Load Balancing in Strongly Inhomogeneous Simulations -- a Vlasiator Case Study
Leo Kotipalo, Markus Battarbee, Yann Pfau-Kempf, Vertti Tarvus, Minna Palmroth
TL;DR
The paper addresses load balancing in strongly inhomogeneous, large-scale Vlasiator simulations by comparing graph/hypergraph partitioning (PHG), recursive bisection (RCB/RIB), and Hilbert space-filling curves (HSFC). It shows that HSFC, particularly with the Beta curve, yields superior spatial locality and overall performance, outperforming PHG, RCB, and RIB across two test scales. The study includes detailed methodology on two runs, extensive trials, and analysis of memory and communication costs, establishing HSFC as the preferred strategy for Vlasiator-like workloads. These findings offer practical guidance for balancing complex, adaptive-grid astrophysical simulations on modern HPC systems, where communication overhead and ghost-domain proliferation are critical constraints.
Abstract
Parallelization is a necessity for large-scale simulations due to the amount of data processed. In this article we investigate different load balancing methods using Vlasiator, a global magnetospheric simulation as our case study.

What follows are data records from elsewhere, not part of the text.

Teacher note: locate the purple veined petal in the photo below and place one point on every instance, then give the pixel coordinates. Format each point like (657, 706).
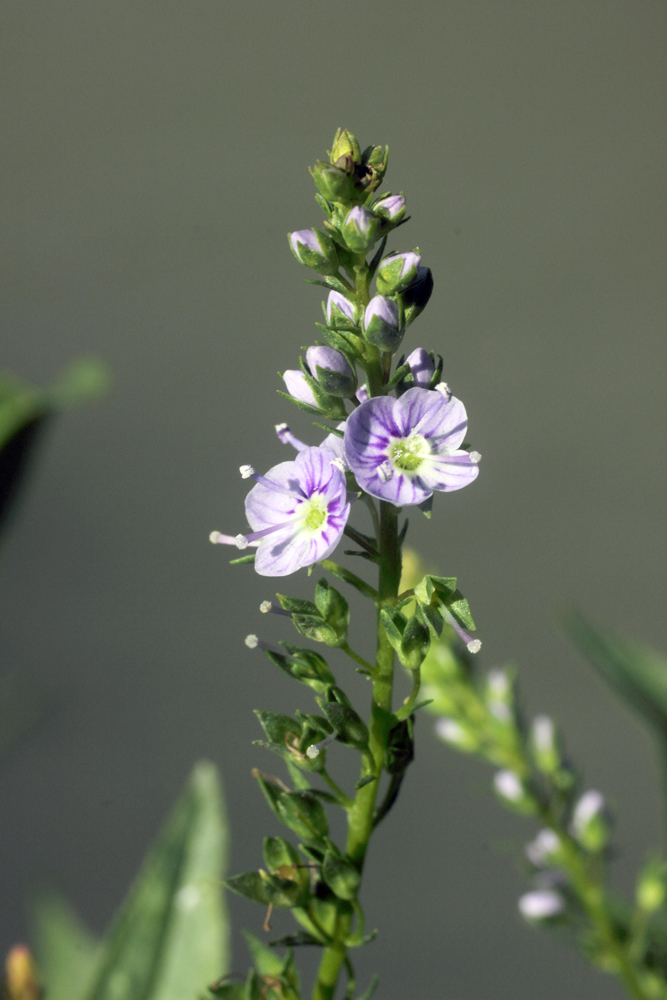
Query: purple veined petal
(335, 443)
(442, 422)
(368, 432)
(264, 507)
(399, 489)
(422, 367)
(449, 472)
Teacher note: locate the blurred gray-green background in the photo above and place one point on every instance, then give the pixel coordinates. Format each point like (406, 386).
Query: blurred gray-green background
(154, 155)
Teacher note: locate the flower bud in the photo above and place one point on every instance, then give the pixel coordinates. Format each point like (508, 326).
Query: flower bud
(513, 792)
(391, 208)
(297, 386)
(332, 370)
(345, 144)
(545, 744)
(335, 182)
(398, 271)
(499, 695)
(651, 892)
(360, 229)
(544, 849)
(382, 324)
(422, 366)
(457, 735)
(340, 874)
(416, 296)
(340, 311)
(543, 904)
(315, 250)
(21, 981)
(589, 822)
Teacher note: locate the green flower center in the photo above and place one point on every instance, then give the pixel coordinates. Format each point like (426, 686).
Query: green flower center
(408, 454)
(315, 513)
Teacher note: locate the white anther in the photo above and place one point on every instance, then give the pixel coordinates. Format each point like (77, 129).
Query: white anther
(385, 472)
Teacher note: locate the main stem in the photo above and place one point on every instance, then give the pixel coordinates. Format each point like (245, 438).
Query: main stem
(360, 816)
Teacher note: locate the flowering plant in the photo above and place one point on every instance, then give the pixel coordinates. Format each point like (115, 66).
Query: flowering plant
(396, 437)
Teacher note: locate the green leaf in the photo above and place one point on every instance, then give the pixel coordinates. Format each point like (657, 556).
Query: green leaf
(267, 962)
(636, 672)
(66, 951)
(169, 940)
(367, 994)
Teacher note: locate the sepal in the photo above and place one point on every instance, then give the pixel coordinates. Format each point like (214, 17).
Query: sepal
(340, 874)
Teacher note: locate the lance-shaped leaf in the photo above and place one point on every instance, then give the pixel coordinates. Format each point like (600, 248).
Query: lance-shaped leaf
(636, 672)
(169, 941)
(67, 952)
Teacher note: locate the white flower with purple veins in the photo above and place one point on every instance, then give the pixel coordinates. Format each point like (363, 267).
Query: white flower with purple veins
(297, 512)
(402, 450)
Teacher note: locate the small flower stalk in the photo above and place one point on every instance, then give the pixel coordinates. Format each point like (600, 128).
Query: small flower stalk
(396, 438)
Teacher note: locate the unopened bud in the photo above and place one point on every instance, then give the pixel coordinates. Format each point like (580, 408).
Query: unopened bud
(541, 905)
(332, 370)
(589, 822)
(398, 271)
(544, 849)
(22, 982)
(360, 229)
(510, 788)
(651, 892)
(391, 208)
(382, 324)
(297, 386)
(314, 249)
(457, 735)
(340, 311)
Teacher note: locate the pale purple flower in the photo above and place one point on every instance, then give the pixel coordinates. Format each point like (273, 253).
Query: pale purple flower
(336, 376)
(298, 388)
(544, 849)
(541, 905)
(382, 323)
(398, 271)
(391, 207)
(334, 442)
(297, 512)
(422, 366)
(360, 229)
(402, 450)
(340, 311)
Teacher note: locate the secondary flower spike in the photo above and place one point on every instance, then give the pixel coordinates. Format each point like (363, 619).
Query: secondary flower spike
(297, 511)
(402, 450)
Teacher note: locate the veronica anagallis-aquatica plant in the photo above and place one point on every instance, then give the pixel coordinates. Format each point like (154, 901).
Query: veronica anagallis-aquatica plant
(395, 437)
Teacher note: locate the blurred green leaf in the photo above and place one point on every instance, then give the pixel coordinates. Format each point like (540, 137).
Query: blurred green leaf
(636, 672)
(170, 939)
(25, 410)
(20, 709)
(66, 951)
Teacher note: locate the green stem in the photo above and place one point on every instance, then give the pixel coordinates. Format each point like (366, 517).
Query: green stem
(367, 667)
(360, 815)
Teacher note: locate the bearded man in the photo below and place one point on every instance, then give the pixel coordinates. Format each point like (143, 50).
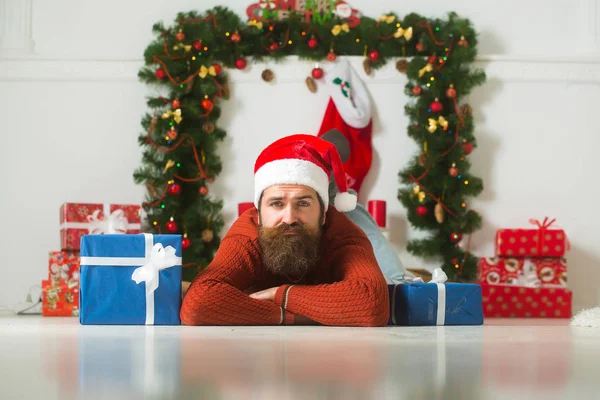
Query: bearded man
(293, 259)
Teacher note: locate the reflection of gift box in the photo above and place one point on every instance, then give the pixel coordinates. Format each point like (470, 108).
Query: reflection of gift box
(130, 279)
(59, 300)
(435, 304)
(500, 270)
(541, 242)
(64, 267)
(509, 301)
(78, 219)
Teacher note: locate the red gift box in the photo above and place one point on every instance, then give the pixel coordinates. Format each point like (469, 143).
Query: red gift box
(500, 270)
(60, 299)
(541, 242)
(78, 219)
(63, 267)
(507, 301)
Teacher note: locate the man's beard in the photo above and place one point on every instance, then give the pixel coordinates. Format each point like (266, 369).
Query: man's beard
(291, 255)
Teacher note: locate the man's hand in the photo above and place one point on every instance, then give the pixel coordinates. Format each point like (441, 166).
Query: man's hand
(267, 294)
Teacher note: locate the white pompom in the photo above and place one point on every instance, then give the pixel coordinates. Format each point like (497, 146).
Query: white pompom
(345, 202)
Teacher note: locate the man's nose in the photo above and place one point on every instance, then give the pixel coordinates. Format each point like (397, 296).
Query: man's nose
(290, 215)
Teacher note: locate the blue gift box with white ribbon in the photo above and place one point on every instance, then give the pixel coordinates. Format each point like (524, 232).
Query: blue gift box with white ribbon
(435, 303)
(130, 279)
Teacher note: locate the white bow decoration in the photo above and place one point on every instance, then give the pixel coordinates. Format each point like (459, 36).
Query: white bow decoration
(160, 258)
(116, 222)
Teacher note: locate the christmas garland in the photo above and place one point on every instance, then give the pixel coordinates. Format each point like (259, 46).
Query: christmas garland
(186, 61)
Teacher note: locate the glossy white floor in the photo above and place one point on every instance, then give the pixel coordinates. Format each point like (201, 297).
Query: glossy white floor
(56, 358)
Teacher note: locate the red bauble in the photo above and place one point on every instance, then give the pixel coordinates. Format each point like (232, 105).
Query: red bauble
(207, 105)
(174, 189)
(172, 226)
(467, 148)
(451, 92)
(422, 211)
(374, 55)
(455, 237)
(436, 106)
(317, 73)
(240, 63)
(235, 37)
(218, 69)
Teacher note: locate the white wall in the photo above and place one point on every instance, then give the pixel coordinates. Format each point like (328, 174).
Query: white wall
(76, 100)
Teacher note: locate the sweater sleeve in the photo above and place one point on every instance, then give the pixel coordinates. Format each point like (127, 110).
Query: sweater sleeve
(216, 296)
(359, 296)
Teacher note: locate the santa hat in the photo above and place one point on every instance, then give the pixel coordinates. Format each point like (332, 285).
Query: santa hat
(303, 160)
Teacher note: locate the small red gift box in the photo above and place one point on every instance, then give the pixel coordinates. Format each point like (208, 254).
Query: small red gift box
(541, 242)
(63, 267)
(507, 301)
(78, 219)
(60, 299)
(510, 271)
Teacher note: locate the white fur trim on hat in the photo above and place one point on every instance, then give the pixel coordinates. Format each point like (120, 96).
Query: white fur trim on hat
(353, 103)
(345, 202)
(291, 172)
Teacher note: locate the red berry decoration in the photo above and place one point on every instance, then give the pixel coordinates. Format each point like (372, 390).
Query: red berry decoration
(455, 237)
(317, 73)
(374, 55)
(451, 92)
(467, 148)
(240, 63)
(436, 106)
(218, 69)
(172, 226)
(207, 105)
(422, 211)
(174, 189)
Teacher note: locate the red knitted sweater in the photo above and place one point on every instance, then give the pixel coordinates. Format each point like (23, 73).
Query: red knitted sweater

The theoretical basis for load balancing is the (hyper)graph partitioning problem, modeling simulation units as vertices and their data dependencies as edges. As it is an NP-hard problem, heuristics are necessary for dynamic runtime balancing. We consider first hypergraph partitioning via an algorithm called parallel hypergraph partitioner (PHG); this is done by partitioning a simplified grid and then attempting to optimize the solution on the finer grid. The second and third are the geometric methods of recursive coordinate bisection (RCB) and recursive inertial bisection (RIB). Finally we consider the method of Hilbert space filling curves (HSFC). The algorithm projects simulation cells along a Hilbert curve and makes cuts along the curve. This works well due to the excellent locality of Hilbert curves, and can be optimized further by choice of curve. We introduce and investigate six three-dimensional Hilbert curves in total. Our findings on runs of two different scales indicate the HSFC method provides optimal load balance, followed by RIB and PHG methods and finally by RCB. Of the Hilbert curves evaluated, the Beta curve outperformed the most commonly used curve by a few percent.